Kathy & London Selfie

She commented on the awkwardness of our EHR system. She saw first-hand that, even if it is well-intentioned by the insurance company, sending over-worked clinicians patient information of who has not had colonoscopies, mammograms, pap smears, etc. are next to useless.  Who in the office has time to work the data, especially if it is not as accurate as the insurance company believes? London also listened to patient stories about how her company’s HR policies affect employees’ ability to care for themselves and their families.

We met again at a dinner organized for the group where each “shadow” related their experience. State politicians spoke about better understanding when legislature affects physicians’ ability to practice. Business leaders talked about how seeing the effects of poor health habits reenforced the need for encouraging their employees to have healthier lifestyles. Community leaders saw how patient support systems (or lack thereof) can determine the success of patient care plans.

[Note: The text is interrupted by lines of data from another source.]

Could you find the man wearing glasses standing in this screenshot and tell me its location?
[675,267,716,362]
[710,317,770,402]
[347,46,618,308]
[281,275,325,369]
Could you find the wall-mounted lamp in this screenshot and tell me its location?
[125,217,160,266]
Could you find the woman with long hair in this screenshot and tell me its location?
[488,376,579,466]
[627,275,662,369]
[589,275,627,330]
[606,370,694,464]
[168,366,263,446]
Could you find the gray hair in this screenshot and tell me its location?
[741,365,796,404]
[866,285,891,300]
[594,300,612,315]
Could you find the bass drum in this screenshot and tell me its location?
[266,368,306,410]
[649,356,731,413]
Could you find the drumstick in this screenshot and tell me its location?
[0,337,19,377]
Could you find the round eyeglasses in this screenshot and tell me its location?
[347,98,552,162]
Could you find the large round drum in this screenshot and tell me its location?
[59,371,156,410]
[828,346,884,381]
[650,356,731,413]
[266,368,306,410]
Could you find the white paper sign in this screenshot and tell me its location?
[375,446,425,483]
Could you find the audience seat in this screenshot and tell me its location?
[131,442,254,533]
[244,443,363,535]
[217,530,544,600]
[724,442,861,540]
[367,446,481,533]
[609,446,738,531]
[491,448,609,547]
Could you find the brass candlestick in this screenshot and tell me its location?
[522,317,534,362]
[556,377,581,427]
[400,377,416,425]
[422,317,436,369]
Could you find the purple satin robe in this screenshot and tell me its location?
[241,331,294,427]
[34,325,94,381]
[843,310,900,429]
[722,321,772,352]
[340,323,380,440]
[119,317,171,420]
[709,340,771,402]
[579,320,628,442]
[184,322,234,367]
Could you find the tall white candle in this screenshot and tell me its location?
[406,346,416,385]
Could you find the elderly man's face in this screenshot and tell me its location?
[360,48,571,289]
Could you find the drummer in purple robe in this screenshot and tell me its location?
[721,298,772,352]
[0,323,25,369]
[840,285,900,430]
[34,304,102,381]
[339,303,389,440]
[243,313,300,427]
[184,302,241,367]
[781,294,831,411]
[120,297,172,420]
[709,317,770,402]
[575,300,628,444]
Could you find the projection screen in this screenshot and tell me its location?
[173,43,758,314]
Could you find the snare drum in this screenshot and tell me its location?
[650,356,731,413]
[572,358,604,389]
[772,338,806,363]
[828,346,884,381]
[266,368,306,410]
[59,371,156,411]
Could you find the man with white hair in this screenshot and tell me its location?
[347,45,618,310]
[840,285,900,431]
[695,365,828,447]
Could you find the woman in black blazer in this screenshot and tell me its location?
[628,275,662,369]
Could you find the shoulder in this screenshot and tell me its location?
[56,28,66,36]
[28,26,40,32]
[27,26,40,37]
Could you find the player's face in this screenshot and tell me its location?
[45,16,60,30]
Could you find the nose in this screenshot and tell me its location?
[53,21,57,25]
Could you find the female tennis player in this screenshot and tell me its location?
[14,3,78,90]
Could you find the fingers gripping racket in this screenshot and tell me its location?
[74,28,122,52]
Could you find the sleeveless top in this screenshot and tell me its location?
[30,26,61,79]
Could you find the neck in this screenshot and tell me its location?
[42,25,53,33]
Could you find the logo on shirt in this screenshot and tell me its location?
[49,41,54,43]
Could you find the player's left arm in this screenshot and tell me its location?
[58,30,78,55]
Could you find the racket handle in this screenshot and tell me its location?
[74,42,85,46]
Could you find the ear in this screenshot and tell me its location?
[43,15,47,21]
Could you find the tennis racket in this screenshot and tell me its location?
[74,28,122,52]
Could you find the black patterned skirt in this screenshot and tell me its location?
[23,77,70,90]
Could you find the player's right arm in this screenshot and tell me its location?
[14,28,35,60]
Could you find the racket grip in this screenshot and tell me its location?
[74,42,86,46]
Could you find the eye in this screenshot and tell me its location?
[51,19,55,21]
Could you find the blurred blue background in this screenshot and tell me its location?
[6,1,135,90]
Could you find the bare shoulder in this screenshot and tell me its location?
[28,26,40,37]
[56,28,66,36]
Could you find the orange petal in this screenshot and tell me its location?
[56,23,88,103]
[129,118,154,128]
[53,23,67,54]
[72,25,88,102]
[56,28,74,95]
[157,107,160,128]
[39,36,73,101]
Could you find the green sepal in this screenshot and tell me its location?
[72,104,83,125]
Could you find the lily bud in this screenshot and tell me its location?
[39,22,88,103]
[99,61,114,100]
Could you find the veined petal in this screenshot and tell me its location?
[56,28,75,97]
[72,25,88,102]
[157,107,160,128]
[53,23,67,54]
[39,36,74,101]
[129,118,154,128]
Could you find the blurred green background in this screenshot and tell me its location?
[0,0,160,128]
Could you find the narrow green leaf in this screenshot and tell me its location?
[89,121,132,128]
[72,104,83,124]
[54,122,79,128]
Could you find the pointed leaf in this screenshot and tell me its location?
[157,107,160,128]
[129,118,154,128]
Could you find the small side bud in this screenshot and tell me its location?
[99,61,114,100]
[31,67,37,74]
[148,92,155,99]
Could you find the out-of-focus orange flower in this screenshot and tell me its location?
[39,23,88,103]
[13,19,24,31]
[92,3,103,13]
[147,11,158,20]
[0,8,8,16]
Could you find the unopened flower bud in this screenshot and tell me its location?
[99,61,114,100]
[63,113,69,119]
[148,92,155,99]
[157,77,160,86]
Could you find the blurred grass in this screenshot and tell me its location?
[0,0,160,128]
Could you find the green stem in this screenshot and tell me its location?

Personally, London gave me two gifts: she ended her comments with how well I knew about the little things that were important to my patients, the human connection that makes for a better patient-doctor relationship. And she designed the best iPhone case ever, a gift to me illustrating one of my frequent questions to patients:IMG_5730

Programs like this give IRL* examples of how physicians and patients are affected by the decisions of community leaders and what they can do to impact change in their companies and legislative bodies. As Dr. Murphy said “when you wear the white coat, it becomes part of you forever”.